Textes établis, présentés et annotés par Dominique Willoughby
en collaboration avec Guy Fihman et Claudine Eizykman
Presses universitaires de Vincennes – 2016
438 pages
ISBN : 978-2-84292-559-8
Parmi la quantité de textes qui figure dans cette somme intimidante, tant la pensée y est dense et féconde, figurent de véritables monuments, qui plus est parfaitement accessibles au commun des lecteurs. J’insiste sur ce point à la présomption que le présent ouvrage ne franchisse pas le cercle des chercheurs universitaires et ne parvienne ainsi jamais au cerveau des apprentis des métiers de la culture. Lesquels gagneraient pourtant à absorber ne serait-ce qu’une infime partie des analyses visionnaires d’un maître de l’art moderne, artiste total, et néanmoins sur la voie de l’oubli médiatique.
En effet, qui, en dehors du microcosme cinéphile professionnel, connaît le nom et l’œuvre pluridisciplinaire d’Alexandre Alexeieff ? Combien, à l’intérieur de l’entre-soi cinéphile de l’image animée, se revendiquent encore de l’école de pensée et de création, avant-gardiste, artisanale, technophile, intègre, dont Alexeieff fut très longtemps le représentant tutélaire unique en France ?
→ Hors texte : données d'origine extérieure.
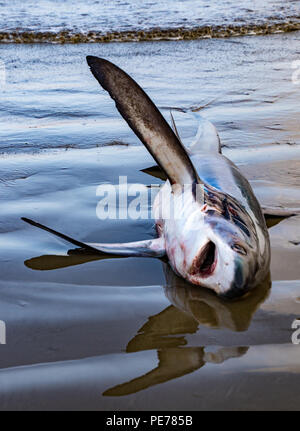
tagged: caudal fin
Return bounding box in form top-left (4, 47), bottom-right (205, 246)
top-left (87, 56), bottom-right (200, 184)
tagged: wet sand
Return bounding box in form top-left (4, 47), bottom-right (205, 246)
top-left (0, 34), bottom-right (300, 410)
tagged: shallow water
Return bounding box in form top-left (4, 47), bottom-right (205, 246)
top-left (0, 33), bottom-right (300, 410)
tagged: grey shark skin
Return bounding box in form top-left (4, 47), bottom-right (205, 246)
top-left (25, 56), bottom-right (270, 298)
top-left (87, 57), bottom-right (270, 297)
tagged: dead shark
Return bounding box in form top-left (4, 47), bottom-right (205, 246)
top-left (23, 56), bottom-right (270, 298)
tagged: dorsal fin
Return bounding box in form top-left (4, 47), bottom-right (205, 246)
top-left (87, 56), bottom-right (201, 184)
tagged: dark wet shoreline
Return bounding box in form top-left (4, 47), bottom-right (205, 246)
top-left (0, 18), bottom-right (300, 44)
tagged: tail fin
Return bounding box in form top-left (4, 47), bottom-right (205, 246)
top-left (87, 56), bottom-right (200, 184)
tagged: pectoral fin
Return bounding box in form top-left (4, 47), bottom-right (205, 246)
top-left (22, 218), bottom-right (165, 257)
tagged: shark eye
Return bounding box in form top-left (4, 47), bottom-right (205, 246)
top-left (231, 244), bottom-right (247, 256)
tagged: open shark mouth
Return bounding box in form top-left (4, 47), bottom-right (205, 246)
top-left (190, 241), bottom-right (217, 278)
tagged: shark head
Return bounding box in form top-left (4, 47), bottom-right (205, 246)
top-left (164, 189), bottom-right (264, 298)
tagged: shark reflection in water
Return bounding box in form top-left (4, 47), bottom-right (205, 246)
top-left (25, 249), bottom-right (271, 396)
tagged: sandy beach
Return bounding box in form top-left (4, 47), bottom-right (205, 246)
top-left (0, 27), bottom-right (300, 410)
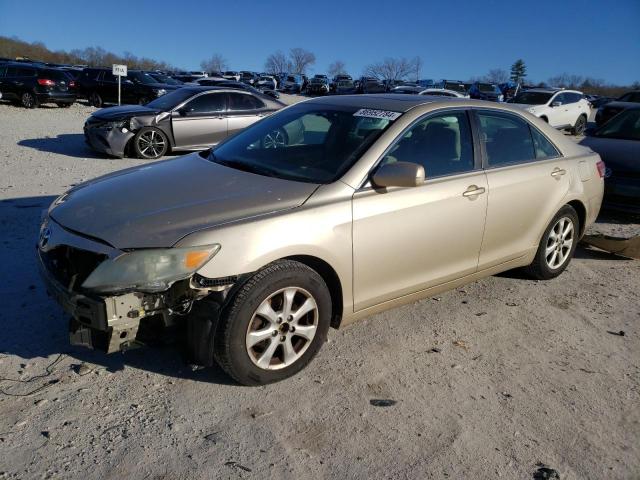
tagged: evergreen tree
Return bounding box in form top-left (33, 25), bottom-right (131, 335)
top-left (511, 58), bottom-right (527, 83)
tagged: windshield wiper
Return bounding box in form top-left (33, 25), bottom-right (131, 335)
top-left (211, 158), bottom-right (277, 177)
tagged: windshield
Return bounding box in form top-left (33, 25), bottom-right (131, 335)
top-left (595, 108), bottom-right (640, 140)
top-left (510, 92), bottom-right (553, 105)
top-left (442, 82), bottom-right (467, 93)
top-left (145, 88), bottom-right (194, 112)
top-left (210, 104), bottom-right (399, 183)
top-left (478, 83), bottom-right (496, 92)
top-left (127, 71), bottom-right (158, 85)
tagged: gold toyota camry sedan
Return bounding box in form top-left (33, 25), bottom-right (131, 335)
top-left (38, 95), bottom-right (604, 385)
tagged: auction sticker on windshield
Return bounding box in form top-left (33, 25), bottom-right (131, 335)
top-left (353, 108), bottom-right (402, 120)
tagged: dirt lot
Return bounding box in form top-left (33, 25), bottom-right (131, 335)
top-left (0, 99), bottom-right (640, 480)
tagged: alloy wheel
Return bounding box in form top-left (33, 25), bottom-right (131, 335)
top-left (245, 287), bottom-right (318, 370)
top-left (545, 217), bottom-right (574, 270)
top-left (138, 130), bottom-right (166, 158)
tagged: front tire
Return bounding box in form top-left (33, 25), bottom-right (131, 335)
top-left (571, 115), bottom-right (587, 136)
top-left (133, 127), bottom-right (169, 160)
top-left (525, 205), bottom-right (580, 280)
top-left (213, 260), bottom-right (332, 385)
top-left (20, 92), bottom-right (38, 108)
top-left (89, 92), bottom-right (104, 108)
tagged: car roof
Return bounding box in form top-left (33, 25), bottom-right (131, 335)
top-left (304, 93), bottom-right (444, 113)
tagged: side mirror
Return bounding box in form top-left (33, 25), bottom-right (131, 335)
top-left (371, 162), bottom-right (425, 187)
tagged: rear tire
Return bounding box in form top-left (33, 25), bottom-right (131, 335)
top-left (20, 92), bottom-right (40, 108)
top-left (571, 115), bottom-right (587, 136)
top-left (89, 92), bottom-right (104, 108)
top-left (213, 260), bottom-right (331, 385)
top-left (525, 205), bottom-right (580, 280)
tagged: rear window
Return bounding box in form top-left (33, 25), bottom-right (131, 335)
top-left (228, 93), bottom-right (265, 111)
top-left (618, 92), bottom-right (640, 103)
top-left (478, 83), bottom-right (496, 92)
top-left (38, 70), bottom-right (70, 82)
top-left (17, 67), bottom-right (36, 77)
top-left (478, 112), bottom-right (537, 167)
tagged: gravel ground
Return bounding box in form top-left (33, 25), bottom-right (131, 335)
top-left (0, 99), bottom-right (640, 480)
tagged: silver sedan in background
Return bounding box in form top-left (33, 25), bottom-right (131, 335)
top-left (84, 86), bottom-right (284, 160)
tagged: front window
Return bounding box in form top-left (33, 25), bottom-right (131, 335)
top-left (595, 108), bottom-right (640, 140)
top-left (210, 104), bottom-right (399, 183)
top-left (145, 88), bottom-right (198, 112)
top-left (510, 92), bottom-right (553, 105)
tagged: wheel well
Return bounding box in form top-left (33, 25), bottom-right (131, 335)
top-left (286, 255), bottom-right (343, 328)
top-left (568, 200), bottom-right (587, 237)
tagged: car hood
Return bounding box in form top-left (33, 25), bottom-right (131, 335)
top-left (92, 105), bottom-right (160, 120)
top-left (49, 153), bottom-right (318, 249)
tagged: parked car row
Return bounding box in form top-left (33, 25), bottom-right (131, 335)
top-left (84, 85), bottom-right (284, 160)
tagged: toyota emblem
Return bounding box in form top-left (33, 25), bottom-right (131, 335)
top-left (38, 227), bottom-right (51, 248)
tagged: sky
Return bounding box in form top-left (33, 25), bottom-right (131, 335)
top-left (0, 0), bottom-right (640, 84)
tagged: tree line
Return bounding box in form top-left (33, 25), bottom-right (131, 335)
top-left (0, 36), bottom-right (174, 70)
top-left (0, 36), bottom-right (640, 97)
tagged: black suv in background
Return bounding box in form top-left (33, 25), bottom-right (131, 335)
top-left (77, 68), bottom-right (179, 108)
top-left (0, 62), bottom-right (76, 108)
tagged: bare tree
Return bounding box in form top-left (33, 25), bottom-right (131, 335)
top-left (264, 50), bottom-right (291, 74)
top-left (484, 68), bottom-right (509, 83)
top-left (289, 47), bottom-right (316, 73)
top-left (548, 73), bottom-right (585, 88)
top-left (328, 60), bottom-right (347, 77)
top-left (413, 56), bottom-right (422, 83)
top-left (200, 53), bottom-right (227, 72)
top-left (364, 57), bottom-right (415, 80)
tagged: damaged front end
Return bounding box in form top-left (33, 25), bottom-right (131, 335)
top-left (38, 218), bottom-right (234, 353)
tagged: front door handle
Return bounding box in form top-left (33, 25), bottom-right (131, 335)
top-left (462, 185), bottom-right (485, 197)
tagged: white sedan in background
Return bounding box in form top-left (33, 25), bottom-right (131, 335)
top-left (419, 88), bottom-right (469, 98)
top-left (509, 88), bottom-right (591, 135)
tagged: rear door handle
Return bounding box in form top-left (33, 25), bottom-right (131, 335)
top-left (462, 185), bottom-right (485, 197)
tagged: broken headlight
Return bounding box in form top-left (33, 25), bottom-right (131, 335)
top-left (106, 119), bottom-right (131, 133)
top-left (82, 244), bottom-right (220, 292)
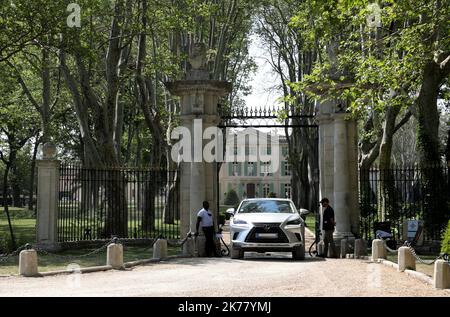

Alors, disons-le franchement, la lecture de ce pavé est aussi essentielle que son apparence austère.
Tenez, j’ouvre au hasard… Voyons… Page 366, “Éloge du film d’animation” :
” Le FILM D’ANIMATION est victime d’une erreur de classification – ou plutôt de deux erreurs. L’une consiste à la confondre avec le Dessin Animé (comme on confoindrait un avion avec un cerf-volant) et la seconde – à le considérer comme une sorte de “cinéma”, alors qu’il pourrait s’agir tout aussi bien de PEINTURE, de DESSIN, de GRAVURE ou même de sculpture en mouvement.(Considère-t-on un portrait peint à l’huile comme une sorte de photographie ?)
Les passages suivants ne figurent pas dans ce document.